The news on Wednesday that the nation's gross domestic product had joined together in the first three months of the year was a sharp political jerk and a flashing economic warning.

At the end of a quarter, in which the share prices decreased sharply, and the worst performance of Wall Street at the beginning of a new term of office by the President, since Gerald R. Ford tried to control the country of scandal and inflation 51 years ago. And it only added the widespread uncertainty among companies and consumers, which the rest of the year is all about, since Mr. Trump is pursuing a trade war that has already repulsed the chains of offers and increases prices and leads to a lack of components and products.

It is too early to predict where the American economy is on the way for the rest of the year, and Mr. Trump remains reserved that he will produce a flood of trade agreements that bring the production back to the USA and herald a new age of prosperity.

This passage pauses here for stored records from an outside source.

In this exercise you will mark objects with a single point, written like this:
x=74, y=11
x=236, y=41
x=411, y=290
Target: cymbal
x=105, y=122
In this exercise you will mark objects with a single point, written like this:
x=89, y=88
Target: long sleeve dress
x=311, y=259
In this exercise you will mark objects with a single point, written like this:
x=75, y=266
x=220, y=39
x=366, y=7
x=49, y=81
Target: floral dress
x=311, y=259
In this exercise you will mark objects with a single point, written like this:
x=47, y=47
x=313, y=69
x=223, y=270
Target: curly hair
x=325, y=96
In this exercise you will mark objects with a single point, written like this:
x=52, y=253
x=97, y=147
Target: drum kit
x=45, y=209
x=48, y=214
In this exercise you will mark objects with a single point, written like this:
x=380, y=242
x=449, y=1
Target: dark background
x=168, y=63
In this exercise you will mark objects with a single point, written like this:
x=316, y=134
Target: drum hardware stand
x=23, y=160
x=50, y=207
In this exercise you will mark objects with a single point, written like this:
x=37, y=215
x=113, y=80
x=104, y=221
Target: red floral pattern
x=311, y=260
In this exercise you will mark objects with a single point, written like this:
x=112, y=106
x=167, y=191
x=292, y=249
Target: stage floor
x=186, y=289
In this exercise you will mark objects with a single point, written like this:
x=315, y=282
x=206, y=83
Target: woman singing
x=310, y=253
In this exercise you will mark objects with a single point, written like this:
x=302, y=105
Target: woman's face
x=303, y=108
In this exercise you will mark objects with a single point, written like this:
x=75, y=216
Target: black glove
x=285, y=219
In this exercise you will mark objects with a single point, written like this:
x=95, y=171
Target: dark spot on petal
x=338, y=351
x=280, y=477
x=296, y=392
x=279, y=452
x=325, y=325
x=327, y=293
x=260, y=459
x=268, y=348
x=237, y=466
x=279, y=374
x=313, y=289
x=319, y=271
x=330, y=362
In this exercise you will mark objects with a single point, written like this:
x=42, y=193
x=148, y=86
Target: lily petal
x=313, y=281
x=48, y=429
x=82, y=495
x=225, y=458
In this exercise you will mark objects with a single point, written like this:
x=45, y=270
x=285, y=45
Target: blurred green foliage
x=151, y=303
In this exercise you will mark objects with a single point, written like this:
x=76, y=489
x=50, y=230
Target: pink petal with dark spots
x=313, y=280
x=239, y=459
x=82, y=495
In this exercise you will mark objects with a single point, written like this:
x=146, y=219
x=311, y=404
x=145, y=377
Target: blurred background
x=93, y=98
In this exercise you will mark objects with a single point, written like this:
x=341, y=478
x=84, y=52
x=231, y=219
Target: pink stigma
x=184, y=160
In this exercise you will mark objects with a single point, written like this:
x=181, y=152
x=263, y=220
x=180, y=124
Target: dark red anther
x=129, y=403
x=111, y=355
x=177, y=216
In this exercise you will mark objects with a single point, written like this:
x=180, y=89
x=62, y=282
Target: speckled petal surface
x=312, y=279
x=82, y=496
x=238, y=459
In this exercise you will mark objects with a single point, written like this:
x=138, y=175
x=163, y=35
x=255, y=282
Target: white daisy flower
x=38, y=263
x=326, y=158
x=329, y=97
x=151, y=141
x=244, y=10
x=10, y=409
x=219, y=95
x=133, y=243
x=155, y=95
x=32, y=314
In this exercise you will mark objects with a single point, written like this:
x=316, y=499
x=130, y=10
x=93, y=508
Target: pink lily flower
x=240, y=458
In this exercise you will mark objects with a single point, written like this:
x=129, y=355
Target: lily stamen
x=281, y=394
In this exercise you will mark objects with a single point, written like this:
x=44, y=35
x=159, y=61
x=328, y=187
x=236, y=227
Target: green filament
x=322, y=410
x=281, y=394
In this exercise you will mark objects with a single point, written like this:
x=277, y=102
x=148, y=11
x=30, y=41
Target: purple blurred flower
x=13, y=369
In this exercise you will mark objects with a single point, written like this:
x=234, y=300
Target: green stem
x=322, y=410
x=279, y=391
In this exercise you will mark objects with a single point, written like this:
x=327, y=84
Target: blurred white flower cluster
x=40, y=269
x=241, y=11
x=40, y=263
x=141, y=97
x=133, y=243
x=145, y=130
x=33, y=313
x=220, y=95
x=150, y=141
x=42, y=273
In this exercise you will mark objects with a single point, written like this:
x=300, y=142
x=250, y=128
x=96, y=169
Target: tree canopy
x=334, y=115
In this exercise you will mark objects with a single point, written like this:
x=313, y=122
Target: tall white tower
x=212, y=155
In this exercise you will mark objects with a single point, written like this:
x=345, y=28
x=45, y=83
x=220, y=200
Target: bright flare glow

But the personalities of the first quarter focused on the political risks for him. For Mr. Trump, what is at stake is a question of fundamental competence on a topic that he has always defined himself.

If the report turns out to be an extended slowdown or recession, President Joseph R. Biden Jr. The reviews of Mr. Biden's job permit have never recovered from this early debacle. Nothing that he later did – not the millions of jobs, not the great legislative victories, not the quick reaction to the invasion of Russia to Ukraine – could restore the meaning among the voters that he could be familiar with the fact that he did the job with the ability he assumed that he has brought.